“I have wept in the night
For the shortness of sight
That to somebody’s need made me blind;
But I never have yet
Felt a tinge of regret
For being a little too kind.”
-Unknown, but attributed to C.R. Gibson
This little poem popped up as a “memory” in my Facebook feed this weekend. I shared it last year for the Light The World campaign and, hey, it’s #LightTheWorld again, so I’ll share it again because I love it. I’ve recently spent time thinking about kindness as three experiences gave me cause to pause.
Kindness from others
Some of you have read my “house” blogs wherein I have complained about the vortex in the neighborhood that sucks leaves from everywhere and deposits them in my driveway or on my front lawn. Some of them actually are from my tree, but it really can’t be dropping THAT many.
I’ve mostly kept up with the leaves along the way this year. But leaves continue to fall all the time, of course. Much to my surprise, when I arrived home from work a few weeks ago, I discovered all the leaves in my front yard were gone. There were clear lines of a lawn mower having passed over the lawn which had sucked/mulched all the leaves away. Someone had come over and cleared my leaves that day. I literally started crying at how grateful I was. It’s actually not a big deal for me to rake the leaves. And I usually count it as my “exercise” because I’m exceedingly lazy in the fall/winter. But it wasn’t just the leaves…it was that someone noticed and someone cared and someone found a way to reach out to extend kindness. I didn’t deserve it and there are many, many more people who need more help than I do. I know I can certainly do it on my own. But I was SO GRATEFUL. It meant a lot to have someone reach out. (And yes, I found out who it was because some people are just not sneaky enough for my detective skills.)
Kindness from God
Last week was a bit of a doozy at work. You know those weeks? Where you just can’t even? Toward the end of the week, I was already past the point of frustration when someone messed up a project which caused me extra work and added frustration. And…I was not kind in how I handled the situation. So me being me I spiraled into a pit of how stupid I am for not handling the situation better.
I was in such a mood. But I kept praying to Heavenly Father to help me kick it and get back in a good place. (and figure out a way to ask for forgiveness).
Thankfully, that evening, I was unexpectedly asked to watch my nieces and nephew. They came over and we had so much fun playing together. (Ironically, they wanted to play the game of “Life”. I wanted to tell them it’s not all that great to really play “life”, but I joined the game instead. Besides, in that “life” I got married, had 2 sets of twins, and was a pro athlete…so I really can’t complain). My nieces and nephew were an answer to prayer. They cheered me up and reminded me of the good things in life.
The point? I did NOT deserve that kindness from God. I hadn’t been kind to others that day and there was no reason for him to answer my prayer for someone to be kind to me. But He did answer. And He extended His kindness even when I didn’t deserve it.

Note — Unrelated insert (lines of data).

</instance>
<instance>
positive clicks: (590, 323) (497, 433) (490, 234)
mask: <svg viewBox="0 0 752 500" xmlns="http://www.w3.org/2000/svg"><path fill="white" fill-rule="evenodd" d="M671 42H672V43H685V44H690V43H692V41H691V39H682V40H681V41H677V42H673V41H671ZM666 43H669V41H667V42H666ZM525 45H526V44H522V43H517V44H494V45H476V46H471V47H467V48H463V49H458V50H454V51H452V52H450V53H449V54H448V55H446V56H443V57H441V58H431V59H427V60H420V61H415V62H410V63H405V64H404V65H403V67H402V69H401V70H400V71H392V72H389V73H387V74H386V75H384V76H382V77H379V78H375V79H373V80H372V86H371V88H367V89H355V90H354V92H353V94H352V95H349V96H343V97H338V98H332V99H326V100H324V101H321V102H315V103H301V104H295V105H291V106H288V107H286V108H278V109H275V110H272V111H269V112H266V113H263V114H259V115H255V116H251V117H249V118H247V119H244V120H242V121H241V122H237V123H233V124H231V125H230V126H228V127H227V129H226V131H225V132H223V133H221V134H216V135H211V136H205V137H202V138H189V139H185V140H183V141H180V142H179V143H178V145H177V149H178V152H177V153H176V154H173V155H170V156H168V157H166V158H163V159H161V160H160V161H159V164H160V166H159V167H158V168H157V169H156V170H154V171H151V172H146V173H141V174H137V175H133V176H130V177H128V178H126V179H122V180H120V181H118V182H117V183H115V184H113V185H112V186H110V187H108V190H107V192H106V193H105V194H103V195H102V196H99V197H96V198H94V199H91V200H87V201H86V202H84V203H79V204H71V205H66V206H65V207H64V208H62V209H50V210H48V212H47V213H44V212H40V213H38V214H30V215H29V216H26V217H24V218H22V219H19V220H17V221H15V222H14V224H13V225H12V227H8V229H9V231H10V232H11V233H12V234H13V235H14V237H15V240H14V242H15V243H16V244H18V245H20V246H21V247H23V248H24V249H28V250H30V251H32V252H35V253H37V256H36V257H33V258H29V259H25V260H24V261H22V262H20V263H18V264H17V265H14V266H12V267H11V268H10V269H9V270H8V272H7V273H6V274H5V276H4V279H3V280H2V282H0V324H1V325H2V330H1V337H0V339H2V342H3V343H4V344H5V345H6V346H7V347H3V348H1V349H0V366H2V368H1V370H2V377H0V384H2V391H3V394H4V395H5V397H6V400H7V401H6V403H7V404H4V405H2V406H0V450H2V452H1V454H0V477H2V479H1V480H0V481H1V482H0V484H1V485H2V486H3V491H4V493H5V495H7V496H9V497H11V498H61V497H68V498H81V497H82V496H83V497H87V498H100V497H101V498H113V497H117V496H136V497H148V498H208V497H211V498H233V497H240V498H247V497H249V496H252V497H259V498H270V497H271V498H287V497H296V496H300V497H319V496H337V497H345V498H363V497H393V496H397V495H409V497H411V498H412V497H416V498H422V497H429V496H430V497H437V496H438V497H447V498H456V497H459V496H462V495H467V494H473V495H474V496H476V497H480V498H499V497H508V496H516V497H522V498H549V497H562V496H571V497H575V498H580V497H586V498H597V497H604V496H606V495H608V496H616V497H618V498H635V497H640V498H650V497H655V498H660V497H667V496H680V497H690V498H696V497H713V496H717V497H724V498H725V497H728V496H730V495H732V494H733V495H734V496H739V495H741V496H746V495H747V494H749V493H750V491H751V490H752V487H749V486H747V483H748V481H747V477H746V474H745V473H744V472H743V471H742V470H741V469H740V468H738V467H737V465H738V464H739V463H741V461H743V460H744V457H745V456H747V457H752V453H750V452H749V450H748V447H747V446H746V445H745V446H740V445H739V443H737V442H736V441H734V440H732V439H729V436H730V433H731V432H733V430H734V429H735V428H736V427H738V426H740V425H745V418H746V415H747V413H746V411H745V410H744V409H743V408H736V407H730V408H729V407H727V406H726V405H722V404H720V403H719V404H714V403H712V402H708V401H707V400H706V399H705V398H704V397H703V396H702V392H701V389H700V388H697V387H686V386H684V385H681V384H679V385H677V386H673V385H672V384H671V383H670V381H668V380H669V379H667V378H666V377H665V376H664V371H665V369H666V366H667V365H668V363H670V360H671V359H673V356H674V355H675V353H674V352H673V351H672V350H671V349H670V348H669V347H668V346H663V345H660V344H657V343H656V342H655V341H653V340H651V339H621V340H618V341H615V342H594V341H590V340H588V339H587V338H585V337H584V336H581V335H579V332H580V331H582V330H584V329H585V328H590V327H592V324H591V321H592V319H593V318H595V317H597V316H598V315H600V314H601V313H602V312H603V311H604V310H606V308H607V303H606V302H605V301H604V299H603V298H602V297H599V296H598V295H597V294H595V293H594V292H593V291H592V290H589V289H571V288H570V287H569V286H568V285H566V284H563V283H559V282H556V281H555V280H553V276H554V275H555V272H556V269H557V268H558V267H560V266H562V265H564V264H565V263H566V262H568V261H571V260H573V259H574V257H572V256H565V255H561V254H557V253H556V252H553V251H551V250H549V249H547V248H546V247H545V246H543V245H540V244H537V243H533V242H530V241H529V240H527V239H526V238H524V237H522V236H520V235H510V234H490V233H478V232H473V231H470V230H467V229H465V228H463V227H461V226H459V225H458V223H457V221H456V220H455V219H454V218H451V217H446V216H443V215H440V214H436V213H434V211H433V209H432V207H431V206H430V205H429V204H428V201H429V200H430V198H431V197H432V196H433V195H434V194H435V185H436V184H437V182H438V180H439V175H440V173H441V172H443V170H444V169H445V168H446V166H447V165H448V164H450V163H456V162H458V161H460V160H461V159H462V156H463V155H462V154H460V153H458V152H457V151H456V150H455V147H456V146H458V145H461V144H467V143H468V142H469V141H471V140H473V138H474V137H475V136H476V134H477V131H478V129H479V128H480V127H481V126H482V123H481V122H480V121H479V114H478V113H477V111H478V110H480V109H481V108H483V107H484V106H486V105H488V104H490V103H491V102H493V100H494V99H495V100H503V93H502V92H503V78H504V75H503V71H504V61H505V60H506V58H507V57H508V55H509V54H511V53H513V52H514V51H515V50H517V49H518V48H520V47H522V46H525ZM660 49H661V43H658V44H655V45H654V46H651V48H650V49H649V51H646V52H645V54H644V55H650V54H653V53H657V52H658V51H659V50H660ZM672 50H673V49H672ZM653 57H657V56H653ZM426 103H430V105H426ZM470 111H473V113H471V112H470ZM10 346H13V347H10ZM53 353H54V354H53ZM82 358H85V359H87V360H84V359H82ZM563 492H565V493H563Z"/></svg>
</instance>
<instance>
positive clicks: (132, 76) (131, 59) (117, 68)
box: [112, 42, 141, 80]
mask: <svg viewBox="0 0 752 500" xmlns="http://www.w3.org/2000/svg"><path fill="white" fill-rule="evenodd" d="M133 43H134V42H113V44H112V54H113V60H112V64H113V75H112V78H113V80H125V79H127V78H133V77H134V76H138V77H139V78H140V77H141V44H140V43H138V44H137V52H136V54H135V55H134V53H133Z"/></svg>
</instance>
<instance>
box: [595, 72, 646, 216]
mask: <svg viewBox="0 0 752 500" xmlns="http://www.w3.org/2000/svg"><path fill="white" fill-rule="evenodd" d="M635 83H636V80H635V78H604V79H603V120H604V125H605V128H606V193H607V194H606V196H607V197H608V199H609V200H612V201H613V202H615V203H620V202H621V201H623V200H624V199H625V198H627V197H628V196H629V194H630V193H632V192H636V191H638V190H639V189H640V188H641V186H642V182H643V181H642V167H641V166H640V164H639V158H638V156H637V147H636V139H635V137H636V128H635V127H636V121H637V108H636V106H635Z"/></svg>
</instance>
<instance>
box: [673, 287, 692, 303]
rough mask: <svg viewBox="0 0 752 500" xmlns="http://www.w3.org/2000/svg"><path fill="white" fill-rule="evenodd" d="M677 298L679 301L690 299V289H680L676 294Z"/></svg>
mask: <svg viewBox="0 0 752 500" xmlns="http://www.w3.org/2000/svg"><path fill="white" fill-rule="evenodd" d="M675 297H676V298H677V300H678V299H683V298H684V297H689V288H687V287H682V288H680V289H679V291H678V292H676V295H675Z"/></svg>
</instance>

Extending kindness to others
You know those people at the store who talk to the cashiers and get into a conversation and make your wait in the line longer? Well…I’m one of those people. I love talking to people, asking how their day is going, and hopefully helping them feel a little bit better about life and more connected to people.
This past weekend, I had to return and exchange a few things at a local retail store. I chatted with two cashiers while there. Both of the cashiers were working their second job that day. They had just gotten off their first jobs and had come to that one. That’s their normal routine–2 jobs a day. One has 2 kids and another on the way. The other is a young gal just trying to get by.
The lines were long and many were frustrated with how slow things were going. And I spent time chatting. Note: When you chat with the cashiers, they do actually slow down a bit as they talk and share. And I like that. Sorry to those behind me in line. 🙂
It didn’t really cost me anything in those moments to chat with a stranger and ensure they were having an OK day. It didn’t cost me anything to extend empathy and compassion. I have worked two and even three jobs before (not full-time on all, so I don’t fully understand), but many of us have been there. And it makes a difference when people are kind.
I have so often been offered kindness from God and from others, and I feel a need to return that kindness wherever I can. Even when we or others may not always be “deserving” of kindness, we all need it. We crave it and we are benefited by it.
I am reminded of one of my favorite quotes from President Howard W. Hunter that reminds me of how to be more kind, especially at Christmas. Kindness is the gift I want to give this Christmas.
“This Christmas, mend a quarrel. Seek out a forgotten friend. Dismiss suspicion and replace it with trust. Write a letter. Give a soft answer. Encourage youth. Manifest your loyalty in word and deed. Keep a promise. Forgo a grudge. Forgive an enemy. Apologize. Try to understand. Examine your demands on others. Think first of someone else. Be kind. Be gentle. Laugh a little more. Express your gratitude. Welcome a stranger. Gladden the heart of a child. Take pleasure in the beauty and wonder of the earth. Speak your love and then speak it again” (Howard W. Hunter, The Gifts of Christmas, First Presidency Christmas Devotional, December 2002).
This is beautiful Liz!!! And for the record, you are one of the kindest people I know and love. Merry Christmas!